According to the latest statistics from the U.S. Centers for Disease Control and Prevention (CDC), nowadays one in 50 children in the United States are diagnosed with autism. To compare, these numbers were much lower in the 1980s, when only one in 5,000 were diagnosed with an autism spectrum disorder (ASD). This disease turns into a real epidemic and everyday researchers get a step closer to the factors that cause autism.
A recent study published on October 6th in Cell, shows that mutations in stretches of the genome may play a role in autism. Most of these “human accelerated regions” (HARs) do not code for proteins, but may control genes required for brain development. However, some experts are skeptical of this theory.
The researchers analyzed mutations in 2,100 children with autism and their healthy siblings from ‘simplex’ families, in which only one child has autism. They were looking for the large duplications or deletions in DNA – copy number variations (CNVs) — that include HARs. The scientists found that spontaneous, or non-inherited, CNVs occur 6.5 times more often in people with autism than in their siblings.

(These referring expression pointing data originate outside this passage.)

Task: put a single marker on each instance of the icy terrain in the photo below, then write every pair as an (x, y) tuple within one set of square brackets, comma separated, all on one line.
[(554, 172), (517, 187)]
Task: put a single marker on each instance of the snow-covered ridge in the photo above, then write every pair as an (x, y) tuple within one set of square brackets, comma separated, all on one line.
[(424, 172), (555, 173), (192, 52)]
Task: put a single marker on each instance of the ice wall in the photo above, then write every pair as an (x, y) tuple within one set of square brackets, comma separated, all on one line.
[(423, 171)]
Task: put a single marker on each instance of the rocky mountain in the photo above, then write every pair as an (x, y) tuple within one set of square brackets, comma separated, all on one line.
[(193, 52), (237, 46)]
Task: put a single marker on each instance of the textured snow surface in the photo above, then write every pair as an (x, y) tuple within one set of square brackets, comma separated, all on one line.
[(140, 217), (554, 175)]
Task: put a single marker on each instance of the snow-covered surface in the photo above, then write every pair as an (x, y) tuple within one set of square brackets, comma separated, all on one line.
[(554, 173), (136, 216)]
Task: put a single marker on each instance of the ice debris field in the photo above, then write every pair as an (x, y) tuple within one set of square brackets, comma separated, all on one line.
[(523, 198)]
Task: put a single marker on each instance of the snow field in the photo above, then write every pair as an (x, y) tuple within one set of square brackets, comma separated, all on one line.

Though, the researchers say that all but two of these CNVs also overlap with parts of the genome that code for proteins. This makes it difficult to analyze how much the HARs alone increase risk of autism. Mutations in HARs underlie up to 5% of autism cases in the consanguineous families in the study, the researchers say. They also characterized three of the mutations that occur next to or within genes involved in brain development. One of these genes, CUX1, regulates the number of neuronal junctions, or synapses.
Unfortunately, it is still unclear if HARs are important in non-consanguineous families and increase the risk of autism. Probably, researchers need to increase the number of families to see it.